B - Monitoring for therapeutic effects helps assess the effectiveness of the medication in achieving the desired outcomes for the patient's condition.
E - Refusing to give a medication if the nurse believes it is unsafe demonstrates advocacy for the patient's well-being and adherence to the principles of safe medication administration.
Choices C and D are incorrect because nurses should not prescribe or change medication doses without proper authorization from a prescribing healthcare provider. It is beyond the scope of a nurse's role.
In summary, the correct answers focus on patient safety, monitoring effectiveness, and advocating for the patient's best interest, while the incorrect choices involve actions outside the nurse's scope
A nurse enters a client's room & finds him sitting in his chair. He states, 'I fell in the shower, but I got myself back up & into my chair.' How should the nurse document this in the client's chart?
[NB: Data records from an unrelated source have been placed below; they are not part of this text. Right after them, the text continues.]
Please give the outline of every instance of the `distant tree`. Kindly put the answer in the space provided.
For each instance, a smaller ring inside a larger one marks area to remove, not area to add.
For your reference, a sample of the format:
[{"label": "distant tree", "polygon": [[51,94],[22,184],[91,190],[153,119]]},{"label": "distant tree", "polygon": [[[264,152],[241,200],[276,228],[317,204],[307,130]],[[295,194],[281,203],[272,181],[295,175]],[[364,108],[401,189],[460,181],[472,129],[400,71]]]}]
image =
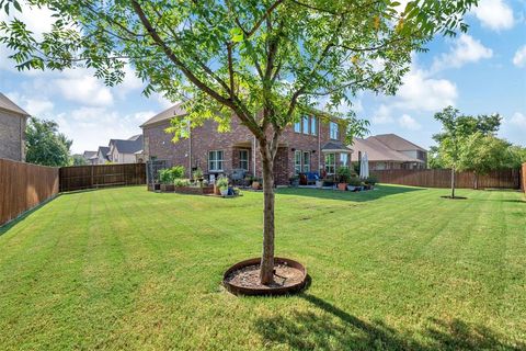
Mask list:
[{"label": "distant tree", "polygon": [[85,158],[82,156],[82,155],[73,155],[71,156],[71,159],[72,159],[72,165],[73,166],[85,166],[88,165],[88,161],[85,160]]},{"label": "distant tree", "polygon": [[504,139],[480,132],[464,138],[459,160],[462,169],[473,171],[474,189],[479,189],[479,176],[514,163],[511,146]]},{"label": "distant tree", "polygon": [[30,117],[25,133],[26,162],[53,167],[71,163],[72,141],[58,132],[56,122]]},{"label": "distant tree", "polygon": [[[13,1],[1,1],[13,2]],[[145,1],[27,0],[55,14],[36,38],[14,20],[0,23],[0,43],[19,69],[85,65],[108,86],[125,66],[147,82],[145,93],[184,101],[172,120],[174,139],[215,120],[238,118],[258,141],[263,169],[261,283],[274,280],[274,160],[287,126],[320,100],[348,138],[366,122],[338,113],[358,91],[393,94],[412,54],[435,35],[467,31],[462,16],[477,0]],[[322,114],[328,117],[328,114]]]}]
- A. The client fell in the shower.
- B. The client states he fell in the shower & was able to get himself back into his chair.
- C. The nurse should not document this info because she did not witness the fall.
- D. The client fell in the shower & is now resting comfortably.
Correct Answer: B
Rationale: Correct Answer: B. The client states he fell in the shower & was able to get himself back into his chair.
Rationale: This answer accurately reflects the client's own account of the events without making any assumptions. It documents both the fall and the client's ability to self-recover, which are essential details for the client's care plan.
Summary of Incorrect Choices:
A: This option only mentions the fall without acknowledging the client's ability to get back up, which is crucial information.
C: It is important to document the client's report even if the nurse did not witness the fall, as it provides valuable insight into the client's condition.
D: This option adds unnecessary information about the client's current state that is not directly related to the fall incident.